All infrastructure needed for this sprint is already built. This is pure extension of existing capabilities.

Complexity

  • 3 files touched: supervisor/preflight.sh (new section), formulas/run-supervisor.toml (enhanced P1 logic), possibly a small helper
  • 3-4 sub-issues estimated
  • Gluecode ratio: ~90% — calling docker system df, parsing JSON output, adding conditional branches for storage driver
  • Greenfield: ~10% — btrfs-specific detection logic (if btrfs driver detected)

Risks

  • btrfs tools not in container image: btrfs filesystem df, compsize etc. require btrfs-progs package. May need an apk add in the Dockerfile or graceful degradation when tools are absent.
  • docker system df -v can be slow: On systems with hundreds of images, verbose output takes seconds. Preflight already runs in a time-bounded context, but worth watching.
  • btrfs CoW sharing makes size reporting unreliable: Apparent size != exclusive size. The sprint should report both where available, but document the caveat clearly.
  • Not all deployments use btrfs: The solution must work with overlay2 (the common case) and degrade gracefully — btrfs-specific telemetry is additive, not required.

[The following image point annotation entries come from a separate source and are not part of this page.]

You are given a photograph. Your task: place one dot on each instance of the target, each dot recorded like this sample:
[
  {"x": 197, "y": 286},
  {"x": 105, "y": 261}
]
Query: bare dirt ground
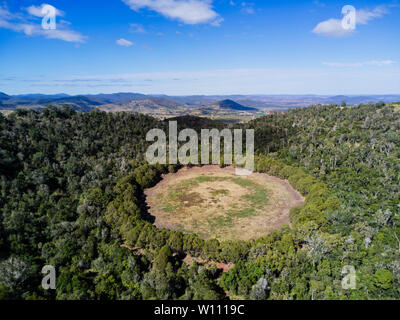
[{"x": 213, "y": 202}]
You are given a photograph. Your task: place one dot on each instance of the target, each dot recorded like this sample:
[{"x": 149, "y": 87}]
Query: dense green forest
[{"x": 72, "y": 196}]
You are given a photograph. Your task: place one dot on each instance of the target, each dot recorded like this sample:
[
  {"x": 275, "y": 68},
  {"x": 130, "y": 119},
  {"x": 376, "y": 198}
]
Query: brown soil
[{"x": 214, "y": 199}]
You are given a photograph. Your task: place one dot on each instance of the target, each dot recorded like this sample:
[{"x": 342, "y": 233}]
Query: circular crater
[{"x": 214, "y": 202}]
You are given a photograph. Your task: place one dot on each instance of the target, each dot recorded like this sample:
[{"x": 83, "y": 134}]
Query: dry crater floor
[{"x": 214, "y": 202}]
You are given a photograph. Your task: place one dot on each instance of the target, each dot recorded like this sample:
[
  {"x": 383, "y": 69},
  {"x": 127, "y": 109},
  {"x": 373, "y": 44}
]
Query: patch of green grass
[
  {"x": 243, "y": 213},
  {"x": 221, "y": 192},
  {"x": 169, "y": 208}
]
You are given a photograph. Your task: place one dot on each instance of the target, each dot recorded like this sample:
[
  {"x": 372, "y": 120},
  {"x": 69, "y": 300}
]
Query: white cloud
[
  {"x": 364, "y": 16},
  {"x": 18, "y": 23},
  {"x": 333, "y": 27},
  {"x": 124, "y": 43},
  {"x": 37, "y": 11},
  {"x": 187, "y": 11},
  {"x": 377, "y": 63},
  {"x": 137, "y": 28}
]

Cost — new infra to maintain

  • No new services, cron jobs, or containers — extends existing supervisor preflight
  • No new formulas — extends existing run-supervisor.toml
  • Minimal ongoing cost: if Docker changes docker system df output format (unlikely), the parser needs updating. Otherwise maintenance-free.
  • One conditional branch in remediation logic (storage-driver-aware cleanup) — adds ~20 lines to the formula

Recommendation

Worth it. This sprint addresses a real production incident (harb-dev-box 98% disk with no visible culprit), the fix is low-risk gluecode extending well-tested infrastructure, and it adds zero ongoing maintenance burden. The information gap is the root cause of blind remediation — the supervisor currently prunes and hopes. With Docker storage telemetry, it can make informed decisions and escalate intelligently.

The btrfs-specific parts should degrade gracefully when tools are absent, making this useful on all storage drivers while providing extra resolution on btrfs deployments.